Adakah pelajaran yang bisa kita
petik dari negara-negara yang mencapai kemajuan melalui pertumbuhan ekonomi,
sebagaimana tergambar dalam pendapatan per kapitanya yang makin tinggi dan
sekaligus pula tinggi badannya meningkat?
Hasil riset Drukker dan Tassenaar
menunjukkan bahwa bangsa Belanda pernah mengalami pemendekan tinggi badannya
bersamaan dengan terjadinya pertumbuhan ekonomi yang tinggi di negara ini.
Proses pemendekan tinggi badan bangsa Belanda terjadi pada paruh pertama abad
ke-19.
Belanda dijadikan kasus studi
sangat menarik, mengingat dewasa ini penduduknya secara rata-rata memiliki
tinggi badan tertinggi di dunia.
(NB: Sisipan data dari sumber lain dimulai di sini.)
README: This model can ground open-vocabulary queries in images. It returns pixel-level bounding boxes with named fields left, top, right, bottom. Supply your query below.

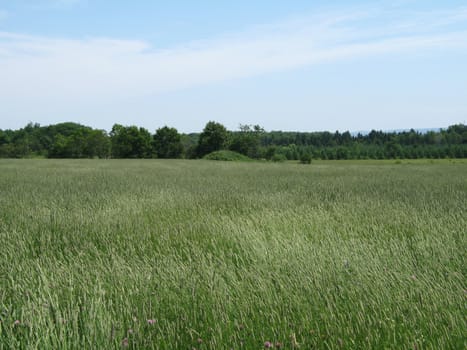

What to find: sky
left=0, top=0, right=466, bottom=133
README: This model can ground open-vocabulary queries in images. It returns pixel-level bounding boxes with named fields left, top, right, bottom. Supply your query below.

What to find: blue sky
left=1, top=0, right=466, bottom=132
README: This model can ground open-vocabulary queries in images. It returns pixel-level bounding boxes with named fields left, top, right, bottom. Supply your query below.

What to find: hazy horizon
left=0, top=120, right=449, bottom=136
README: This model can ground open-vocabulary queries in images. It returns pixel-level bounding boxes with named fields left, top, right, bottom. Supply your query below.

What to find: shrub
left=203, top=150, right=251, bottom=161
left=271, top=153, right=287, bottom=162
left=299, top=153, right=312, bottom=164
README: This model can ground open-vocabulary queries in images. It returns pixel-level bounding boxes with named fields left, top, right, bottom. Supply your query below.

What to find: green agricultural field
left=0, top=159, right=465, bottom=349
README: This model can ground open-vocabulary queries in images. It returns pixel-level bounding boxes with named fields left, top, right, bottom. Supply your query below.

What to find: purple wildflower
left=121, top=338, right=129, bottom=347
left=264, top=341, right=273, bottom=348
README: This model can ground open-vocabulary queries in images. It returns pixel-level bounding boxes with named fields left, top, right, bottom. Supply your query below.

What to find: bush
left=299, top=153, right=312, bottom=164
left=203, top=150, right=252, bottom=161
left=271, top=153, right=287, bottom=162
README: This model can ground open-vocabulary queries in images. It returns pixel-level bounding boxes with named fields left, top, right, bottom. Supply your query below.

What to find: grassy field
left=0, top=159, right=465, bottom=349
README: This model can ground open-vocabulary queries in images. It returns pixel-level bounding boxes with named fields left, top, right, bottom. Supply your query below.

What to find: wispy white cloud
left=0, top=6, right=466, bottom=104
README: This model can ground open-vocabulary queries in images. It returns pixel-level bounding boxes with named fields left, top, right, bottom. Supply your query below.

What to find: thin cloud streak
left=0, top=7, right=466, bottom=103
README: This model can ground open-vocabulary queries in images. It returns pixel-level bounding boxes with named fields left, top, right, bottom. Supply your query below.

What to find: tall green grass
left=0, top=159, right=465, bottom=349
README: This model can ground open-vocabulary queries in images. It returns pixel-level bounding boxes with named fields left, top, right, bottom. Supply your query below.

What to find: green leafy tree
left=110, top=124, right=152, bottom=158
left=153, top=126, right=184, bottom=159
left=47, top=126, right=110, bottom=158
left=263, top=145, right=277, bottom=160
left=299, top=152, right=312, bottom=164
left=85, top=129, right=111, bottom=158
left=385, top=140, right=403, bottom=159
left=181, top=133, right=199, bottom=159
left=196, top=121, right=228, bottom=157
left=229, top=124, right=264, bottom=158
left=49, top=134, right=70, bottom=158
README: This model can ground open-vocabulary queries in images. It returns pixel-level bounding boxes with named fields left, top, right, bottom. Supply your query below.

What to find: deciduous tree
left=196, top=121, right=228, bottom=157
left=153, top=126, right=183, bottom=158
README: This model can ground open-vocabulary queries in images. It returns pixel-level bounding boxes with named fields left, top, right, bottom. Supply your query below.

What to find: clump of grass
left=0, top=159, right=465, bottom=349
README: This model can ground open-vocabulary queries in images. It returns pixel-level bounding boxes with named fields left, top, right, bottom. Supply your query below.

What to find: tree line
left=0, top=121, right=466, bottom=160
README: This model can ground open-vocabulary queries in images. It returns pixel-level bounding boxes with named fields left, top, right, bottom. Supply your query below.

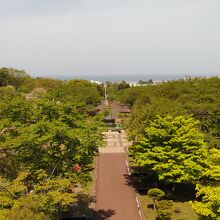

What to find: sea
left=34, top=73, right=220, bottom=83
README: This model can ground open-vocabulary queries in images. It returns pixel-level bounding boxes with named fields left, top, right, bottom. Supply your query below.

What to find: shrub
left=147, top=188, right=165, bottom=210
left=157, top=200, right=173, bottom=210
left=156, top=210, right=172, bottom=220
left=147, top=188, right=165, bottom=198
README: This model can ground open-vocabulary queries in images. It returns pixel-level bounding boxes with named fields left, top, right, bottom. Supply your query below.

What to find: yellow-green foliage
left=0, top=77, right=104, bottom=219
left=191, top=185, right=220, bottom=219
left=0, top=171, right=76, bottom=219
left=131, top=115, right=209, bottom=184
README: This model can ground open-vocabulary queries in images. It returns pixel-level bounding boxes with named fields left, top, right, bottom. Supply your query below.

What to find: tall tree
left=131, top=115, right=210, bottom=184
left=0, top=67, right=30, bottom=88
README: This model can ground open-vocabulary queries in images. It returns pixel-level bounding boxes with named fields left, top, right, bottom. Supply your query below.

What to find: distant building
left=90, top=80, right=102, bottom=85
left=127, top=81, right=138, bottom=87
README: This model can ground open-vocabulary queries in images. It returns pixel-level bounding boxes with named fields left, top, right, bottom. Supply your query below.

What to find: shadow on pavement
left=123, top=173, right=151, bottom=193
left=60, top=193, right=116, bottom=220
left=93, top=209, right=116, bottom=220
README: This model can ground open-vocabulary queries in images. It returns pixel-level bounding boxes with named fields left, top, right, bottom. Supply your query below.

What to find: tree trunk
left=153, top=198, right=156, bottom=210
left=172, top=183, right=176, bottom=192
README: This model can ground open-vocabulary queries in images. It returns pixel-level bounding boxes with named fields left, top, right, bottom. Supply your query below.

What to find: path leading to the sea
left=94, top=131, right=141, bottom=220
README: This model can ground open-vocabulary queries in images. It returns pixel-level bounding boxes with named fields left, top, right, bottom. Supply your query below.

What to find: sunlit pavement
left=95, top=131, right=140, bottom=220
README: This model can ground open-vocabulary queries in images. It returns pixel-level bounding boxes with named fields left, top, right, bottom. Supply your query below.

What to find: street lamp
left=104, top=83, right=108, bottom=106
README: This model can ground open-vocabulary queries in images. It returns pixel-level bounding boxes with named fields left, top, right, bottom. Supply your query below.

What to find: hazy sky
left=0, top=0, right=220, bottom=77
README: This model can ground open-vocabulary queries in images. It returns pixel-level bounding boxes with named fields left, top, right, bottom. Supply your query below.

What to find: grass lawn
left=138, top=194, right=199, bottom=220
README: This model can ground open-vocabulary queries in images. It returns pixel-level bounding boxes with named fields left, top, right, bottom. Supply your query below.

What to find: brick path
left=95, top=131, right=140, bottom=220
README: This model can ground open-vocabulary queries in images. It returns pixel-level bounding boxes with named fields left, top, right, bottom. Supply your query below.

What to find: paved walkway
left=94, top=131, right=140, bottom=220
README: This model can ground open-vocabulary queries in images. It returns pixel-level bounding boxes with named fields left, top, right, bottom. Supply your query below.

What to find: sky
left=0, top=0, right=220, bottom=78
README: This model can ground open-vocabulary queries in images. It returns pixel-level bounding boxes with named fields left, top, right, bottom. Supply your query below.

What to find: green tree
left=156, top=210, right=172, bottom=220
left=138, top=79, right=153, bottom=84
left=131, top=115, right=210, bottom=185
left=50, top=79, right=101, bottom=106
left=0, top=82, right=104, bottom=218
left=117, top=80, right=130, bottom=90
left=125, top=97, right=185, bottom=140
left=0, top=171, right=76, bottom=220
left=0, top=67, right=30, bottom=88
left=191, top=149, right=220, bottom=219
left=0, top=86, right=16, bottom=102
left=147, top=188, right=165, bottom=210
left=191, top=185, right=220, bottom=219
left=119, top=77, right=220, bottom=148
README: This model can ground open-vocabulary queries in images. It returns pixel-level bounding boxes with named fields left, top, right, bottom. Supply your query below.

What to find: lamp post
left=104, top=83, right=108, bottom=106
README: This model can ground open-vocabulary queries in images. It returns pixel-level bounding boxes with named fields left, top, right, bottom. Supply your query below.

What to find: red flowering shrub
left=72, top=164, right=81, bottom=172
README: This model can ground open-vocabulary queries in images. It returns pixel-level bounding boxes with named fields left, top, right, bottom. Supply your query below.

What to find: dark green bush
left=156, top=210, right=172, bottom=220
left=157, top=200, right=173, bottom=210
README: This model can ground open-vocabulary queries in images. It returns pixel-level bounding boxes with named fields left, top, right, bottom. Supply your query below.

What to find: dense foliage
left=191, top=185, right=220, bottom=219
left=0, top=69, right=104, bottom=219
left=0, top=68, right=30, bottom=88
left=115, top=77, right=220, bottom=219
left=132, top=115, right=210, bottom=184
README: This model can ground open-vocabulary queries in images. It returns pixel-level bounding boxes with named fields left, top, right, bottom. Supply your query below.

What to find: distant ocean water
left=35, top=73, right=220, bottom=82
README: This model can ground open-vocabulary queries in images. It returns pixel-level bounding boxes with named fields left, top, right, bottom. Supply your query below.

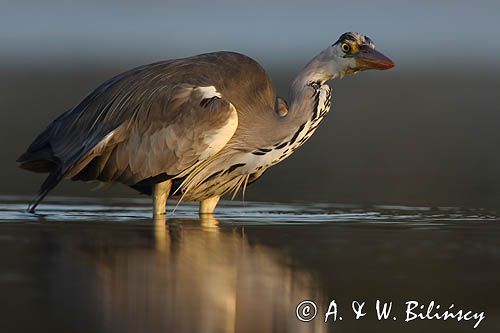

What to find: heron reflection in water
left=53, top=214, right=326, bottom=333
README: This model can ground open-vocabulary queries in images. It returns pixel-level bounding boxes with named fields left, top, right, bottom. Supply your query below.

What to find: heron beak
left=354, top=48, right=395, bottom=70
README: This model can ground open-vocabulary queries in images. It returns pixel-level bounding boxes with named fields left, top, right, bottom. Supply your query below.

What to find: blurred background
left=2, top=0, right=500, bottom=208
left=2, top=3, right=500, bottom=332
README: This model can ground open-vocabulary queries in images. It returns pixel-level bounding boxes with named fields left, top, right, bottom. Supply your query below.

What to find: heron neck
left=292, top=50, right=339, bottom=88
left=287, top=50, right=340, bottom=121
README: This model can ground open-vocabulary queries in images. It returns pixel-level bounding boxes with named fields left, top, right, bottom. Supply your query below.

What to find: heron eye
left=341, top=43, right=351, bottom=53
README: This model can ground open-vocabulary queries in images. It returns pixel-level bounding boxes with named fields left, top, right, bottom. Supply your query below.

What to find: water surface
left=0, top=196, right=499, bottom=333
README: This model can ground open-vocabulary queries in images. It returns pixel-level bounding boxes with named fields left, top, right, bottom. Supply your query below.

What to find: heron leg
left=199, top=196, right=220, bottom=215
left=152, top=180, right=172, bottom=217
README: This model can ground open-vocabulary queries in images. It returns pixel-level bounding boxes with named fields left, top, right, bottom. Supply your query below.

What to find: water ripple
left=0, top=195, right=498, bottom=227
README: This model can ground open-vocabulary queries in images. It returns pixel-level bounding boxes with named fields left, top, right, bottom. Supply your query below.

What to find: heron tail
left=27, top=172, right=63, bottom=213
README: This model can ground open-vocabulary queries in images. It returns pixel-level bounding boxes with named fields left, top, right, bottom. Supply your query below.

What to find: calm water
left=0, top=196, right=499, bottom=333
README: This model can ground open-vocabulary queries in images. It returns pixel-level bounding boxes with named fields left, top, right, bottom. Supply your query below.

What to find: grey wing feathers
left=18, top=65, right=238, bottom=211
left=70, top=84, right=238, bottom=184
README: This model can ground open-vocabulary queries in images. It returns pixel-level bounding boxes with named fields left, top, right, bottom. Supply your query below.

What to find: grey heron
left=18, top=32, right=394, bottom=216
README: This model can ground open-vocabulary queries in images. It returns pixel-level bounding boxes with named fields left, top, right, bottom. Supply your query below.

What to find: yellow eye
left=341, top=43, right=350, bottom=53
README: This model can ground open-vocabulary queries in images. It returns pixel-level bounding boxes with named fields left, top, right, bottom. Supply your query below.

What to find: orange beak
left=355, top=47, right=395, bottom=70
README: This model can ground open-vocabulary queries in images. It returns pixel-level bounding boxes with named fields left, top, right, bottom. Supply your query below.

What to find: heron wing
left=20, top=77, right=237, bottom=210
left=17, top=51, right=280, bottom=210
left=68, top=83, right=238, bottom=184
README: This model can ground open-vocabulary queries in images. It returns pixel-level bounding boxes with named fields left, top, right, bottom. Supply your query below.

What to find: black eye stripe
left=342, top=33, right=358, bottom=42
left=332, top=32, right=357, bottom=46
left=333, top=32, right=373, bottom=48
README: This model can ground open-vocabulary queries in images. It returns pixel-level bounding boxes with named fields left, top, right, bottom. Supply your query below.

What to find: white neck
left=292, top=48, right=342, bottom=89
left=286, top=48, right=341, bottom=122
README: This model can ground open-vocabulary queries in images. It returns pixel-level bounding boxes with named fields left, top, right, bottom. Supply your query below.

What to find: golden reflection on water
left=79, top=215, right=326, bottom=333
left=1, top=198, right=499, bottom=332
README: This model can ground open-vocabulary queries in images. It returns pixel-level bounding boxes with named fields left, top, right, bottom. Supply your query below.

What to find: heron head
left=328, top=32, right=394, bottom=76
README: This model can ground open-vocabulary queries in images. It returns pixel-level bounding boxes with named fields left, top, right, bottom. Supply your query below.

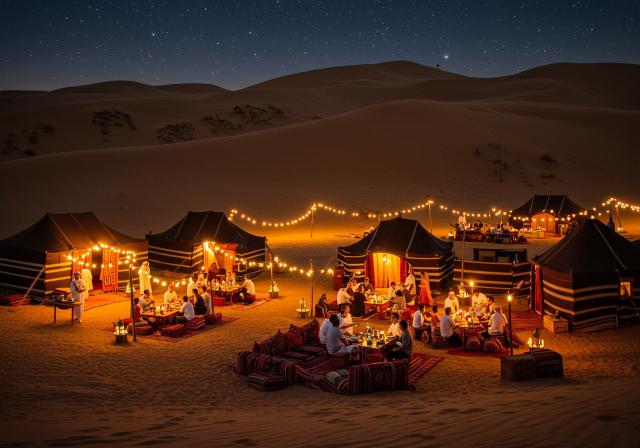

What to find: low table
left=211, top=287, right=242, bottom=300
left=296, top=308, right=309, bottom=319
left=363, top=298, right=391, bottom=315
left=43, top=299, right=82, bottom=326
left=142, top=310, right=179, bottom=328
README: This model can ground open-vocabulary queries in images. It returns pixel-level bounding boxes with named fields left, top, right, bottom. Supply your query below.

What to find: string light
left=229, top=203, right=347, bottom=228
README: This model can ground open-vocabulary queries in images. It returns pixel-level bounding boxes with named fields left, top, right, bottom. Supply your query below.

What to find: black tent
left=337, top=217, right=454, bottom=291
left=531, top=219, right=640, bottom=331
left=0, top=213, right=148, bottom=298
left=146, top=211, right=266, bottom=278
left=509, top=195, right=590, bottom=234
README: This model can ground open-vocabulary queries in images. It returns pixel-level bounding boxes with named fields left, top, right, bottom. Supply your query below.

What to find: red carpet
left=85, top=292, right=130, bottom=311
left=447, top=346, right=509, bottom=358
left=101, top=316, right=239, bottom=343
left=217, top=298, right=271, bottom=312
left=511, top=309, right=544, bottom=332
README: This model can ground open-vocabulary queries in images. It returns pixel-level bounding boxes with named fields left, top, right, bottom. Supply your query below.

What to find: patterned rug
left=85, top=292, right=130, bottom=311
left=511, top=310, right=544, bottom=332
left=101, top=316, right=239, bottom=343
left=217, top=298, right=271, bottom=312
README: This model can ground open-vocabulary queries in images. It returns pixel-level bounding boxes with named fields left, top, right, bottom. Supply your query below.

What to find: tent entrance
left=531, top=212, right=556, bottom=234
left=366, top=253, right=407, bottom=288
left=200, top=242, right=236, bottom=282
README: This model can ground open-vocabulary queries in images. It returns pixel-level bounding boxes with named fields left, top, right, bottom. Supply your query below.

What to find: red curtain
left=400, top=259, right=407, bottom=283
left=366, top=255, right=375, bottom=287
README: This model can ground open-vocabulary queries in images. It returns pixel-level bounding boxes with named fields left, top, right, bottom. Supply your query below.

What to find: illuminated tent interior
left=508, top=195, right=590, bottom=234
left=532, top=219, right=640, bottom=331
left=0, top=212, right=148, bottom=299
left=146, top=211, right=265, bottom=279
left=337, top=217, right=454, bottom=291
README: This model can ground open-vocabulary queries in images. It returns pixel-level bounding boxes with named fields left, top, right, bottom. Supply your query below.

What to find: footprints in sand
left=442, top=407, right=486, bottom=414
left=595, top=414, right=622, bottom=422
left=231, top=438, right=258, bottom=447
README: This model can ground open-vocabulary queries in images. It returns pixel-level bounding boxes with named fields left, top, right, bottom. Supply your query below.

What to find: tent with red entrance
left=508, top=195, right=590, bottom=235
left=531, top=219, right=640, bottom=331
left=337, top=217, right=454, bottom=291
left=0, top=212, right=148, bottom=299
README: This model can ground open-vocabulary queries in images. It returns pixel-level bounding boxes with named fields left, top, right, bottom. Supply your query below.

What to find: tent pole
left=129, top=263, right=137, bottom=342
left=460, top=225, right=466, bottom=290
left=310, top=258, right=314, bottom=316
left=615, top=204, right=623, bottom=230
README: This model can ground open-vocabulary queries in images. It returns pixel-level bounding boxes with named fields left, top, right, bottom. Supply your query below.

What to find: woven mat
left=85, top=292, right=130, bottom=311
left=101, top=316, right=239, bottom=343
left=217, top=298, right=270, bottom=312
left=447, top=346, right=510, bottom=358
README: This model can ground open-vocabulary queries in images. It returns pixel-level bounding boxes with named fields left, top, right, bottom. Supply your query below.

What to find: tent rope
left=594, top=225, right=627, bottom=270
left=193, top=211, right=211, bottom=242
left=49, top=214, right=76, bottom=249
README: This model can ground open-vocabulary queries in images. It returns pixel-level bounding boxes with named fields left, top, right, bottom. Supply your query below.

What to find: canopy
left=508, top=195, right=590, bottom=230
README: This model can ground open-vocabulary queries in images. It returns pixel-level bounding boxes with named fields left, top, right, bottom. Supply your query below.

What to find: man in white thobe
left=80, top=268, right=93, bottom=305
left=138, top=261, right=152, bottom=294
left=164, top=284, right=177, bottom=304
left=70, top=271, right=86, bottom=323
left=186, top=275, right=198, bottom=301
left=444, top=291, right=460, bottom=313
left=405, top=270, right=416, bottom=295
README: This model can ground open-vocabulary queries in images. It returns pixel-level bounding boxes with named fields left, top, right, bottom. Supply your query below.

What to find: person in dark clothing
left=192, top=288, right=207, bottom=315
left=351, top=285, right=366, bottom=317
left=315, top=293, right=330, bottom=317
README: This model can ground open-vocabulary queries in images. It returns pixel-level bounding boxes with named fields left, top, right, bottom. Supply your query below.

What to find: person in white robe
left=387, top=282, right=397, bottom=299
left=164, top=284, right=178, bottom=304
left=470, top=289, right=488, bottom=317
left=138, top=261, right=152, bottom=294
left=80, top=268, right=93, bottom=304
left=444, top=291, right=460, bottom=313
left=404, top=270, right=416, bottom=295
left=186, top=275, right=198, bottom=302
left=387, top=312, right=402, bottom=337
left=70, top=271, right=86, bottom=323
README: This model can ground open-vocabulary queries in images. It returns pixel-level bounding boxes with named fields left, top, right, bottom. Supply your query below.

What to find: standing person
left=401, top=283, right=414, bottom=306
left=202, top=286, right=212, bottom=315
left=239, top=274, right=255, bottom=301
left=176, top=296, right=195, bottom=324
left=80, top=267, right=93, bottom=303
left=405, top=269, right=416, bottom=296
left=387, top=320, right=414, bottom=360
left=186, top=275, right=198, bottom=302
left=351, top=285, right=366, bottom=318
left=458, top=214, right=467, bottom=228
left=440, top=307, right=463, bottom=347
left=444, top=291, right=460, bottom=313
left=164, top=283, right=177, bottom=304
left=138, top=261, right=152, bottom=294
left=419, top=271, right=434, bottom=306
left=70, top=271, right=86, bottom=323
left=412, top=304, right=428, bottom=333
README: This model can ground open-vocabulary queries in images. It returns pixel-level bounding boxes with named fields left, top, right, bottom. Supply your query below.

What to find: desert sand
left=1, top=61, right=640, bottom=447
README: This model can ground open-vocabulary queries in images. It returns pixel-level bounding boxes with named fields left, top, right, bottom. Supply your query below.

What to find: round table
left=296, top=308, right=309, bottom=319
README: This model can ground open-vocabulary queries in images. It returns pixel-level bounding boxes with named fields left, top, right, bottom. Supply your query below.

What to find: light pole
left=128, top=253, right=137, bottom=342
left=508, top=295, right=513, bottom=356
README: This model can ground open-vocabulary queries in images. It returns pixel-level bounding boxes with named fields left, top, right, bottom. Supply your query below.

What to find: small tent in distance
left=509, top=195, right=590, bottom=235
left=531, top=219, right=640, bottom=331
left=337, top=217, right=454, bottom=291
left=146, top=211, right=266, bottom=280
left=0, top=212, right=148, bottom=299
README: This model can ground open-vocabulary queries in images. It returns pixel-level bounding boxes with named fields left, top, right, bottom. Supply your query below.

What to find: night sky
left=1, top=1, right=638, bottom=91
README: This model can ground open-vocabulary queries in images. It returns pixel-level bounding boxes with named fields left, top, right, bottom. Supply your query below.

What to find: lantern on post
left=508, top=295, right=513, bottom=355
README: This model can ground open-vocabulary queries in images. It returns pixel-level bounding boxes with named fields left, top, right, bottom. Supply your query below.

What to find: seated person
left=471, top=288, right=488, bottom=317
left=337, top=284, right=353, bottom=305
left=444, top=291, right=460, bottom=313
left=391, top=289, right=407, bottom=312
left=176, top=296, right=195, bottom=324
left=315, top=293, right=330, bottom=317
left=351, top=286, right=366, bottom=318
left=481, top=305, right=508, bottom=345
left=163, top=284, right=177, bottom=304
left=401, top=283, right=415, bottom=306
left=501, top=224, right=511, bottom=234
left=474, top=219, right=484, bottom=230
left=362, top=277, right=375, bottom=296
left=239, top=274, right=255, bottom=301
left=202, top=286, right=212, bottom=315
left=387, top=282, right=397, bottom=299
left=412, top=304, right=428, bottom=332
left=225, top=270, right=235, bottom=287
left=485, top=296, right=496, bottom=317
left=386, top=320, right=414, bottom=360
left=132, top=297, right=149, bottom=327
left=338, top=304, right=356, bottom=336
left=440, top=307, right=463, bottom=347
left=138, top=289, right=154, bottom=312
left=326, top=317, right=360, bottom=362
left=192, top=288, right=207, bottom=315
left=431, top=305, right=441, bottom=335
left=319, top=315, right=336, bottom=344
left=387, top=312, right=402, bottom=337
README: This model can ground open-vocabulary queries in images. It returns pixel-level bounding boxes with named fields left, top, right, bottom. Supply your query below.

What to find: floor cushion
left=327, top=369, right=350, bottom=390
left=293, top=365, right=314, bottom=383
left=185, top=316, right=205, bottom=331
left=255, top=332, right=287, bottom=356
left=279, top=351, right=317, bottom=363
left=204, top=313, right=222, bottom=325
left=330, top=352, right=351, bottom=368
left=466, top=335, right=482, bottom=351
left=212, top=297, right=226, bottom=306
left=235, top=351, right=298, bottom=385
left=347, top=359, right=410, bottom=395
left=483, top=337, right=504, bottom=353
left=298, top=319, right=320, bottom=343
left=430, top=333, right=449, bottom=349
left=134, top=325, right=153, bottom=336
left=364, top=352, right=384, bottom=364
left=248, top=372, right=287, bottom=391
left=291, top=344, right=327, bottom=357
left=283, top=326, right=304, bottom=350
left=160, top=324, right=186, bottom=338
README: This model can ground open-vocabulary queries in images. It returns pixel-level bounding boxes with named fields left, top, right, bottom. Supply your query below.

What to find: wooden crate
left=544, top=315, right=569, bottom=334
left=501, top=354, right=537, bottom=382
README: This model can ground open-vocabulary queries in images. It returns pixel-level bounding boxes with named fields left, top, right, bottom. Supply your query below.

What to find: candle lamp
left=113, top=318, right=128, bottom=344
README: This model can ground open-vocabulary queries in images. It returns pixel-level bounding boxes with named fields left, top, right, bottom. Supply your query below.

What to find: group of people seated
left=455, top=215, right=515, bottom=234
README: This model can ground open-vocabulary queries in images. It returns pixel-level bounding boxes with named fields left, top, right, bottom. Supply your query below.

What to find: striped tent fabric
left=337, top=217, right=454, bottom=291
left=533, top=219, right=640, bottom=332
left=453, top=260, right=531, bottom=295
left=146, top=211, right=265, bottom=278
left=0, top=213, right=147, bottom=299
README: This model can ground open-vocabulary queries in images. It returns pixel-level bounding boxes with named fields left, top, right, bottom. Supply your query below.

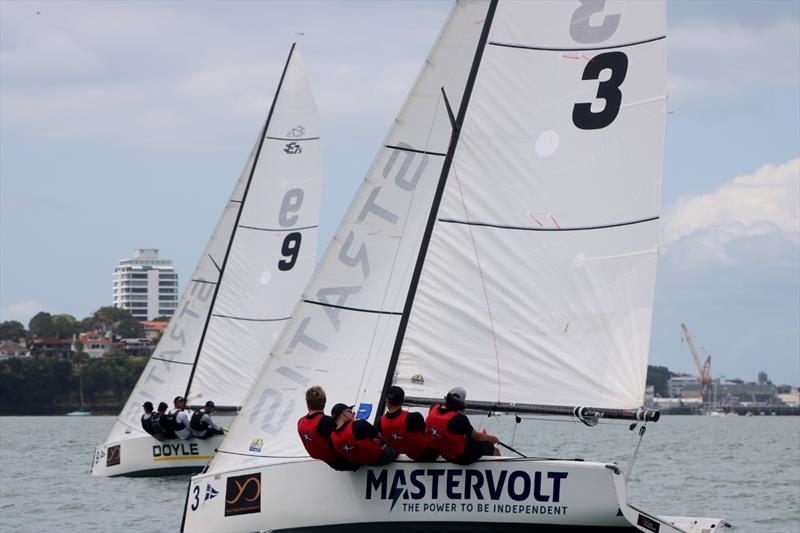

Dalam studinya, Drukker dan Tassenaar
mencoba melihat kembali hasil studi Komlos yang menyatakan bahwa proses
pemendekan tinggi badan penduduk ini disebabkan oleh bekerjanya sembilan
faktor: ketimpangan pendapatan, peningkatan harga pangan secara relatif
terhadap harga barang industri, meningkatnya variasi fluktuasi pendapatan
masyarakat pada umumnya dari tahun ke tahun, semakin banyak penduduk yang
tergantung pada ekonomi pasar yang tidak stabil, sehingga semakin rentan
terhadap peningkatan harga pangan, peningkatan populasi bersamaan dengan
menurunnya keekonomian tenaga kerja pertanian, meningkatnya urbanisasi, dan
industrialisasi yang menyebabkan penurunan produksi pangan, penyerapan tenaga
kerja kanak-kanak, peningkatan kepadatan penduduk, serta urbanisasi dan
perdagangan yang menciptakan lingkungan yang subur untuk penyebaran
penyakit. Hasil riset Joerg Baten
dalam "Global Height Trends in
Industrial and Developing Countries, 1810-1984: An Overview"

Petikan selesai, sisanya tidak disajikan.